クチナシ自体が気難しいのではなく、私の買ったクチナシの状態が特別悪かったから苦労したのだと思います。私は、スーパーの一角にある小さな園芸店でクチナシを購入しました。クチナシは小さなポットに植えられていて、背丈は15センチくらいでした。母が誕生日プレゼントとして買ってくれました。私は昔からクチナシの花が好きで、いつか育てると決めていたので、母におねだりしたのです。母からお金を貰い、自分でレジに持っていきました。お会計をしていると、レジのお兄さんが、クチナシの鉢を持ち上げて鉢の裏を見てこう言いました。
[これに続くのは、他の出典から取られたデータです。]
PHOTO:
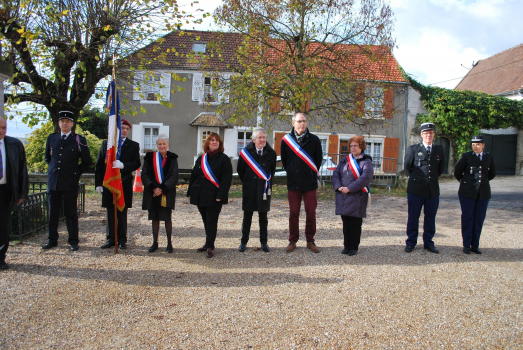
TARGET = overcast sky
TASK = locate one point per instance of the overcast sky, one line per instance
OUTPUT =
(434, 37)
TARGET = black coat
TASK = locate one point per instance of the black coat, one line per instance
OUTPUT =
(130, 157)
(170, 175)
(252, 185)
(300, 177)
(16, 171)
(203, 193)
(423, 172)
(479, 181)
(64, 171)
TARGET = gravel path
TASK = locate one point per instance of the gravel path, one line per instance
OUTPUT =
(380, 298)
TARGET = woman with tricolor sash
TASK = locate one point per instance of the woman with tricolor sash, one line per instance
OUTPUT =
(209, 186)
(159, 178)
(351, 181)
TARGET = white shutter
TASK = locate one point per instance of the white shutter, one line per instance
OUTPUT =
(138, 81)
(230, 142)
(197, 86)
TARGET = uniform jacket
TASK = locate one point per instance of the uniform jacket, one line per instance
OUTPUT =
(64, 171)
(204, 193)
(252, 185)
(170, 175)
(130, 157)
(353, 203)
(475, 175)
(423, 172)
(16, 171)
(300, 177)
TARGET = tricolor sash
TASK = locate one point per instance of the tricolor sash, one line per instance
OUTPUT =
(208, 172)
(158, 173)
(258, 171)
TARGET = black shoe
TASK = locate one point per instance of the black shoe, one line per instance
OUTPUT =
(49, 245)
(475, 250)
(431, 249)
(153, 248)
(107, 245)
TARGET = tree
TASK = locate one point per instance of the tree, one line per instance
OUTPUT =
(313, 56)
(61, 50)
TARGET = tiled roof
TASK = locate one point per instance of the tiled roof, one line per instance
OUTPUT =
(500, 73)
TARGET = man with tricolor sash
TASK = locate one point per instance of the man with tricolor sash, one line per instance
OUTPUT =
(301, 156)
(256, 167)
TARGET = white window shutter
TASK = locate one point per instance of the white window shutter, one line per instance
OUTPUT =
(197, 86)
(230, 142)
(138, 81)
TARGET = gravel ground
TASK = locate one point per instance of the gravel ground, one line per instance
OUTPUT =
(380, 298)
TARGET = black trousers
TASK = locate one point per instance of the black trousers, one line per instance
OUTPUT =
(351, 232)
(5, 220)
(210, 216)
(71, 214)
(246, 226)
(121, 217)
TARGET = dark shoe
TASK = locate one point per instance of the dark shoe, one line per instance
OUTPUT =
(431, 249)
(153, 248)
(290, 248)
(475, 250)
(313, 247)
(49, 245)
(107, 245)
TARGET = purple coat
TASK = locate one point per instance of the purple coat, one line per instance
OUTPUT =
(353, 203)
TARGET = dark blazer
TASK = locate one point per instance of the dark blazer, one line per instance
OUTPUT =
(423, 172)
(203, 193)
(252, 185)
(64, 171)
(300, 177)
(16, 171)
(479, 181)
(170, 174)
(130, 157)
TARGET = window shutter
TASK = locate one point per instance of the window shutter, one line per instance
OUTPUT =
(388, 101)
(390, 150)
(137, 90)
(197, 86)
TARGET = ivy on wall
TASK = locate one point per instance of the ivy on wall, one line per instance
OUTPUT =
(462, 114)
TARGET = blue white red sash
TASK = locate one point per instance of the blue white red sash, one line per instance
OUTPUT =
(208, 172)
(300, 152)
(258, 171)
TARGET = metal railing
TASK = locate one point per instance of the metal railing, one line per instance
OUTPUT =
(33, 213)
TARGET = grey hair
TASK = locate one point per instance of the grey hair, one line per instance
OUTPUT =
(256, 131)
(162, 137)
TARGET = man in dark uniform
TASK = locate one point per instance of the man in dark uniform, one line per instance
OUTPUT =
(63, 150)
(424, 164)
(129, 162)
(14, 185)
(474, 171)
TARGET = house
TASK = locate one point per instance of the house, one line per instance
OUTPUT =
(501, 75)
(178, 78)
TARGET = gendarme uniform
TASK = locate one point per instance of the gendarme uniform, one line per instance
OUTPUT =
(423, 166)
(474, 172)
(63, 153)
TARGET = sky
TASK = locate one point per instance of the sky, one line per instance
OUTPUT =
(437, 40)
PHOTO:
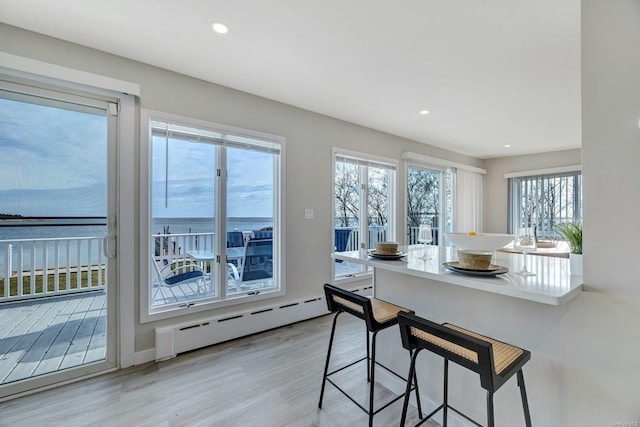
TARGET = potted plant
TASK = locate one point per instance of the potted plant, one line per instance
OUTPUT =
(572, 233)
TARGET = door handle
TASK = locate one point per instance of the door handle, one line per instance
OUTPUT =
(109, 245)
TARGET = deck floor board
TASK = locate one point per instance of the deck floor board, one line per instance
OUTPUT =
(45, 335)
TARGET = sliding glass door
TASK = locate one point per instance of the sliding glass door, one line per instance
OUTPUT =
(57, 236)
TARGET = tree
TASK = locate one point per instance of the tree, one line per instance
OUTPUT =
(423, 197)
(346, 194)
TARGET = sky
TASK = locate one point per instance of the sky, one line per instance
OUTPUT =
(53, 163)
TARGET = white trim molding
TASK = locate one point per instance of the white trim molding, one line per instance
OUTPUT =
(18, 66)
(561, 169)
(434, 161)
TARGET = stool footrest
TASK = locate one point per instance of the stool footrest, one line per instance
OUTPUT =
(353, 400)
(442, 406)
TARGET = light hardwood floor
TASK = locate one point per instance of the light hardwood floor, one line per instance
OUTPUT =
(269, 379)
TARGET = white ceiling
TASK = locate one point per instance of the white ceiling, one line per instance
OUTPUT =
(491, 72)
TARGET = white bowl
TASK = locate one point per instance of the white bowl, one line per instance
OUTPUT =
(480, 241)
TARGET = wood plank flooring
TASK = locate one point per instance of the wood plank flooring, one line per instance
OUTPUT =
(46, 335)
(268, 379)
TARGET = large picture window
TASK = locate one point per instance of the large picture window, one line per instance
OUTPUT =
(214, 215)
(543, 201)
(364, 205)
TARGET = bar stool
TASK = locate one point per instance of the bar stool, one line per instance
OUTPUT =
(493, 360)
(377, 315)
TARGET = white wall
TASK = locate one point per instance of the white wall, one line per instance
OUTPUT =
(495, 196)
(585, 366)
(309, 136)
(610, 337)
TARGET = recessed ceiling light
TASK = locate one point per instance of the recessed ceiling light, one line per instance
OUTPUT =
(219, 27)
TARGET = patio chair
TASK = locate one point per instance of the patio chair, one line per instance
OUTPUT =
(234, 239)
(257, 262)
(261, 234)
(178, 273)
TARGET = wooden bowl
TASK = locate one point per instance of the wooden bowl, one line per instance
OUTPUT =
(474, 260)
(387, 248)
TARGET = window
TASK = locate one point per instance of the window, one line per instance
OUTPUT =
(443, 194)
(214, 215)
(425, 189)
(364, 205)
(542, 201)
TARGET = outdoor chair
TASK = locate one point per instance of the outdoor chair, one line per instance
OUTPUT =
(257, 262)
(261, 234)
(234, 239)
(178, 273)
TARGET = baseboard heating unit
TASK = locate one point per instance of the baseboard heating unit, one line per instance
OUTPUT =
(176, 339)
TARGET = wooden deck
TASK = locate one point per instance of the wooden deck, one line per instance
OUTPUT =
(51, 334)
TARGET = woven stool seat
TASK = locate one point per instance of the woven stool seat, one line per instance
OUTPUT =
(495, 361)
(503, 354)
(382, 311)
(377, 315)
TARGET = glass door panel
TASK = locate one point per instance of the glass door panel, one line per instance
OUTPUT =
(424, 200)
(183, 245)
(55, 201)
(250, 220)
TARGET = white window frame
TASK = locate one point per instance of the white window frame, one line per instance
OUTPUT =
(43, 75)
(149, 314)
(457, 197)
(366, 160)
(513, 209)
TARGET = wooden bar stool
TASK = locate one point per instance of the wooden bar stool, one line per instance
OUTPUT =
(377, 315)
(493, 360)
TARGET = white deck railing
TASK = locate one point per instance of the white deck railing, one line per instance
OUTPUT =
(35, 268)
(170, 247)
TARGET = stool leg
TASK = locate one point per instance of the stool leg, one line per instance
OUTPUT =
(373, 374)
(415, 382)
(445, 404)
(368, 359)
(407, 393)
(490, 419)
(523, 395)
(326, 365)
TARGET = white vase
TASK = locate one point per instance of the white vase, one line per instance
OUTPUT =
(575, 264)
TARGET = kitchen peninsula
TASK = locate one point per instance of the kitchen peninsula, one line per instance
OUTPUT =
(527, 312)
(552, 283)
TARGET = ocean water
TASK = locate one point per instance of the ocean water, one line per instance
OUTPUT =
(96, 227)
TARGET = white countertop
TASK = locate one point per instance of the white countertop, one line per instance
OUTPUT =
(552, 283)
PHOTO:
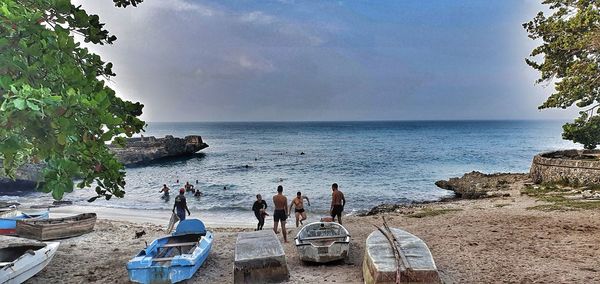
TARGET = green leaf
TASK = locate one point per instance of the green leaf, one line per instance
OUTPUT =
(19, 104)
(31, 105)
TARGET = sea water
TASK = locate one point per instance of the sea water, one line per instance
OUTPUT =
(373, 162)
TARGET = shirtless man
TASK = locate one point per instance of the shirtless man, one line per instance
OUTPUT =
(280, 213)
(298, 202)
(337, 203)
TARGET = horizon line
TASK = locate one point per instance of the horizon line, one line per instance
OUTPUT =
(374, 120)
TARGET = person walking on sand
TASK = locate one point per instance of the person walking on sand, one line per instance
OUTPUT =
(280, 214)
(337, 203)
(259, 208)
(298, 203)
(181, 205)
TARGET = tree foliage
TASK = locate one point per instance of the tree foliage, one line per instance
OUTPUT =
(570, 49)
(55, 106)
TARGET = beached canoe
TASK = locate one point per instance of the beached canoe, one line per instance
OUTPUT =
(380, 264)
(172, 258)
(20, 262)
(8, 225)
(56, 228)
(323, 242)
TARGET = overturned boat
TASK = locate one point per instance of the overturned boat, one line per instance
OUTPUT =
(323, 242)
(19, 262)
(174, 258)
(393, 255)
(56, 228)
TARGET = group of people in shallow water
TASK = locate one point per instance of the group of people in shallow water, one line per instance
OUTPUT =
(281, 212)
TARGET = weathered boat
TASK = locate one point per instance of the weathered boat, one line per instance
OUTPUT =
(172, 258)
(56, 228)
(8, 224)
(323, 242)
(19, 262)
(397, 256)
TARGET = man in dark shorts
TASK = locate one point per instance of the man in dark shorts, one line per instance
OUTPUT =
(280, 214)
(298, 203)
(181, 205)
(259, 208)
(337, 203)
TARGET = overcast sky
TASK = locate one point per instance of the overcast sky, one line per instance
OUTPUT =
(324, 60)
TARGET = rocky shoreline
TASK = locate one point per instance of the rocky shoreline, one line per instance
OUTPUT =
(137, 151)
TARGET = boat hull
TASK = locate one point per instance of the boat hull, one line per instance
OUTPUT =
(56, 228)
(150, 267)
(8, 226)
(323, 242)
(28, 265)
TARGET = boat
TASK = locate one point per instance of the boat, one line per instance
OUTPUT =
(56, 228)
(393, 255)
(173, 258)
(19, 262)
(323, 242)
(8, 223)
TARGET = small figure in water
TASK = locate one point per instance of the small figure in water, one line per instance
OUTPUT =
(188, 187)
(298, 203)
(181, 205)
(337, 203)
(165, 192)
(259, 207)
(280, 214)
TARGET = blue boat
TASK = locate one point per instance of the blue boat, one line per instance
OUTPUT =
(174, 258)
(8, 223)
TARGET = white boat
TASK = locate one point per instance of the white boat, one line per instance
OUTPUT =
(19, 262)
(323, 242)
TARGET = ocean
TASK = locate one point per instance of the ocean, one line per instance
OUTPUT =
(373, 162)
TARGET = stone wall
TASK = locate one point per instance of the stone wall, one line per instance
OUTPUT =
(570, 166)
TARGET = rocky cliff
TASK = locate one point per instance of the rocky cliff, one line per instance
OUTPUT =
(138, 151)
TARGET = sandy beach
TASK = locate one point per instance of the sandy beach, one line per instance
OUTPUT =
(472, 241)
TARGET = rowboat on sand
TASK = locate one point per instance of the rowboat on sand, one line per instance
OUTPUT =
(19, 262)
(56, 228)
(8, 224)
(173, 258)
(323, 242)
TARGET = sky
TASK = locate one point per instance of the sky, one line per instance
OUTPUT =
(287, 60)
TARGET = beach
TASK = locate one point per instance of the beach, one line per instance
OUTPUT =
(490, 240)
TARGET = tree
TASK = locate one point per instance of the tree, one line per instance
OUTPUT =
(570, 48)
(55, 106)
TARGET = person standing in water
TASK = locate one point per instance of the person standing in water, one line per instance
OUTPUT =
(337, 203)
(259, 208)
(280, 214)
(181, 205)
(165, 191)
(298, 203)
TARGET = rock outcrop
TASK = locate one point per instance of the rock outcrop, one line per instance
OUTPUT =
(147, 149)
(475, 185)
(138, 151)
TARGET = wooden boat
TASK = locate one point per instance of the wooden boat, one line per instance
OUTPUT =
(56, 228)
(8, 225)
(20, 262)
(407, 261)
(323, 242)
(172, 258)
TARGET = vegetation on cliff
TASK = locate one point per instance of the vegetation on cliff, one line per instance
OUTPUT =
(55, 106)
(570, 49)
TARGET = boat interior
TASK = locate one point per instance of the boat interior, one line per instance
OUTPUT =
(176, 245)
(11, 253)
(322, 232)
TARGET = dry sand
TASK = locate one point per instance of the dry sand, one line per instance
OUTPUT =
(484, 241)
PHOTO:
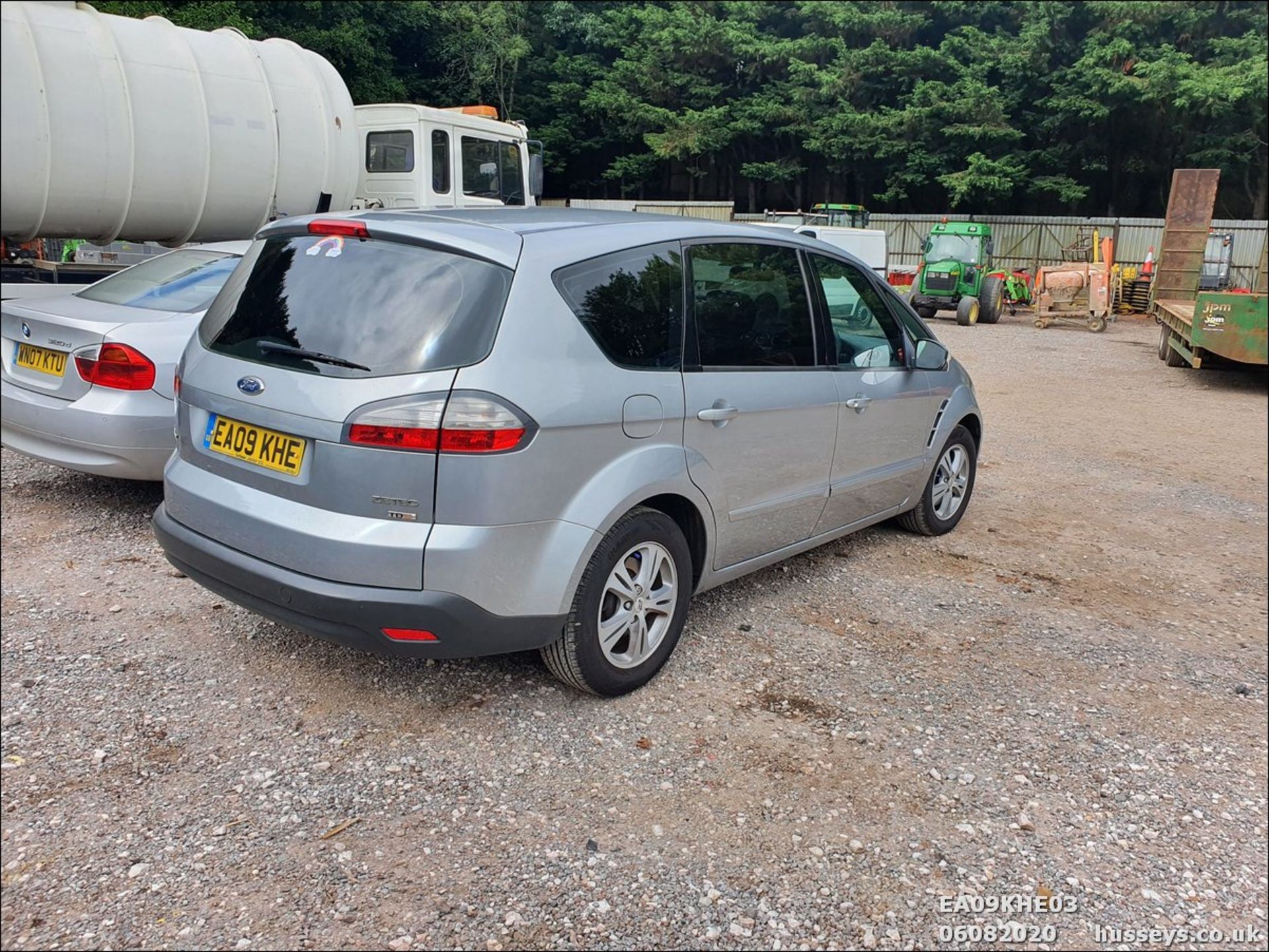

「水切れしてますね。すみません。おうちに帰ったら水をあげてください。」
お兄さんは少しはにかんだような笑顔を浮かべました。
鉢底からは、茶色い根が伸びているのがチラリと見えました。
これが後ほど悲劇を呼ぶのです。
家に持って帰ったクチナシにすぐに水をやり、8号の深めの鉢に植え替えました。
すると、元からついていた蕾が開き、かわいい花が楽しめました。
それ以外は特に変化がありませんでした。全く大きくなりません。夏が過ぎ、秋になって、何やら葉が黄色くなってきました。大きさは買った時と全く同じ。水はちゃんとやっているので、水切れではないはず。水のやりすぎ?いいや、土の表面が乾いてからやっています。肥料切れ?固形肥料を与えましたが、効果はナシ。オロオロする私を尻目にクチナシはみるみる弱っていきます。葉が黄色くなり、ポロポロ落ちます。晩秋、私は株を引っこ抜いて様子を見ることにしました。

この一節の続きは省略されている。